PA includes all movements that increase energy expenditure, improve blood glucose control in type 2 diabetes, reduce cardiovascular risk factors, contribute to weight loss, and enhance well-being [29]. Our results from a cohort study indicate an inverse association between PA and incidence of type 2 diabetes, which was consistently observed across the different studies [29–32].
Our study has presented evidence linking sedentary behavior to conditions such as hypertension, ischemic heart disease, myocardial infarction, and stroke. In alignment with our findings, Soares-Miranda et al. conducted a study examining the potential connection between PA and sedentary behavior with the risk of coronary heart disease and stroke in older adults. They discovered that among US men and women with an average age of 73 years at baseline, increased levels of walking, leisure-time activity, and exercise intensity were inversely linked to coronary heart disease, stroke (especially ischemic stroke), and overall cardiovascular disease [33]. Similarly, Kim et al. also found significant association between PA and lowest risk of stroke, hypertension and T2DM [34]. Conversely, Doherty et al. conducted a recent one-sample Mendelian randomization analysis to examine potential associations between device-measured physical activity and sedentary behavior with coronary artery disease, stroke, heart failure, blood pressure, hypertension, and anthropometric traits such as BMI and body fat percentage [35]. The differences between our and previous findings may be explained by the definitions and assessments of PA and sedentary behavior.
Our findings revealed a significant increase in weight, waist circumference, hip circumference, BMI, waist–hip ratio, FBS, TG, and cholesterol among sedentary participants compared to active participants. This aligns with the results of the study by Salahshoornezhad et al., which aimed to investigate the effects of a multi-disciplinary program on anthropometric and biochemical parameters in obese and overweight elementary school girls. The intervention group in their study demonstrated more favorable outcomes in terms of weight loss, waist circumference, hip circumference, total cholesterol, low-density lipoprotein cholesterol, TG, and FBS when compared to the control group [36]. Furthermore, in another study, the findings revealed that An intervention group that participated in training sessions for 8 weeks. These sessions included exercise for 3 days a week for one hour (60–70% of the maximum heart rate), a noteworthy increase in vaspin level and a significant decrease in body weight, BMI, waist circumference, fat percentage, fat mass, fat-free mass, total cholesterol, FBS, and insulin level. However, there were no significant changes in hip circumference, waist-to-hip ratio, TG, HOMA-IR, and Quantitative Insulin Sensitivity Check Index (QUICKI) in intervention group compared to control groups [37].

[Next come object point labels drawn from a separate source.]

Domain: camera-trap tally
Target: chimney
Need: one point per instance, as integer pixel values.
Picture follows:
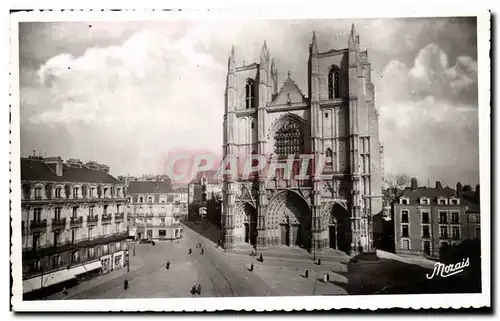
(459, 189)
(414, 183)
(57, 161)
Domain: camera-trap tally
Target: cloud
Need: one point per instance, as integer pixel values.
(433, 109)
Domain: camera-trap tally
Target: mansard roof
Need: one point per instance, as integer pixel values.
(432, 193)
(289, 93)
(35, 169)
(149, 187)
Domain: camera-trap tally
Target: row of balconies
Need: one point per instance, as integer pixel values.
(74, 222)
(73, 245)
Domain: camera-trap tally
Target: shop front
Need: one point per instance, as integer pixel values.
(106, 262)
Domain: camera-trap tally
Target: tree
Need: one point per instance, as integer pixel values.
(397, 181)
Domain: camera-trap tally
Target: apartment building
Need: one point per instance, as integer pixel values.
(152, 211)
(425, 219)
(73, 222)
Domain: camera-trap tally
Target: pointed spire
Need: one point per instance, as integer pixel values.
(314, 45)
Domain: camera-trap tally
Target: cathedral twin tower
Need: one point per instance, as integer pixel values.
(337, 120)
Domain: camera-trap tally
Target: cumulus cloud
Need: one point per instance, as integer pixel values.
(433, 108)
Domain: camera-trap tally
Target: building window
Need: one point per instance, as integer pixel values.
(288, 140)
(426, 232)
(57, 213)
(427, 247)
(57, 237)
(443, 232)
(249, 94)
(36, 241)
(56, 261)
(333, 83)
(405, 231)
(404, 216)
(37, 215)
(443, 219)
(38, 193)
(425, 218)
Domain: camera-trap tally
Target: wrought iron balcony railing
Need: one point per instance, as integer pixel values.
(38, 226)
(76, 222)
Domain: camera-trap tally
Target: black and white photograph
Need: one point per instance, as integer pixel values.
(173, 161)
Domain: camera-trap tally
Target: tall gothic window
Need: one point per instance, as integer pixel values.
(333, 83)
(288, 140)
(249, 94)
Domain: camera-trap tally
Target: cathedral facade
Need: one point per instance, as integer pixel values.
(336, 120)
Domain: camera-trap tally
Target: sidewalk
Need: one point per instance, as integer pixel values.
(135, 264)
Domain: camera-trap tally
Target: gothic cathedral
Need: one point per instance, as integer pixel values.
(337, 119)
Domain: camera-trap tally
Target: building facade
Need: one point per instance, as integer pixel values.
(73, 222)
(425, 219)
(150, 205)
(204, 188)
(336, 120)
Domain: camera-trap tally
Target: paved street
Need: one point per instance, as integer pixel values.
(217, 273)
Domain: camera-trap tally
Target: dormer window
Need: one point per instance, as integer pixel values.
(442, 201)
(249, 94)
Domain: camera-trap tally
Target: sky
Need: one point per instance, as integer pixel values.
(126, 93)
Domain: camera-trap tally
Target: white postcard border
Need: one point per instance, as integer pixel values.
(288, 303)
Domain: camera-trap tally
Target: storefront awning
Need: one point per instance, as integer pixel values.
(47, 280)
(84, 268)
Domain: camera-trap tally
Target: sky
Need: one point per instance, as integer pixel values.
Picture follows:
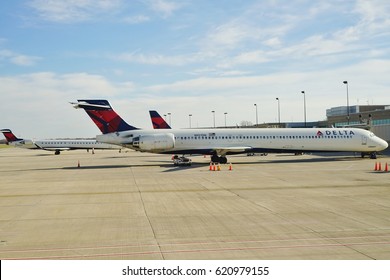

Additionally, the duration of night sleep, mid-day napping, and laying down without falling asleep were significantly higher in sedentary participants compared to active participants. Several previous studies have identified a positive association between sedentary behavior and these factors [38–40]. According to the documents of the World Health Organization, inactivity or lack of regular PA is the fourth risk factor for global mortality, which accounts for approximately 7% of deaths worldwide. The level of inactivity is increasing in many countries and has unfortunate consequences such as high blood pressure, increased blood sugar, overweight and obesity. Therefore, PA is a low-cost solution to prevent many diseases [41].
The study revealed that the average age, mid-day sleep duration, 24-hour rest duration, weight, waist circumference, hip circumference, BMI, waist–hip ratio, FBS, and TG were higher among participants with T2DM. According to Al-Abri et al., there were no significant differences in daytime sleepiness and daytime naps between the T2DM and control groups. However, patients with diabetes had significantly higher BMI, fasting glucose, and TG, as well as lower total cholesterol and low-density lipoprotein levels compared to controls. High-density lipoprotein levels were similar in both groups [42]. Several studies have reported a high prevalence of these factors in patients with diabetes, finding higher BMI, waist circumference, waist-hip ratio, and FBS in patients with T2DM [43, 44]. A screening measure should be both efficient and practical. While BMI is calculated using weight and height, it does not reflect the distribution of an individual's fat, such as general versus abdominal obesity. It has been noted that individuals with the same BMI may have different waist circumferences. Since people with abdominal obesity are more susceptible to cardiovascular diseases and hypertension, it is crucial to utilize a measure that takes into account waist circumference and either the waist–hip ratio or waist-to-height ratio [44].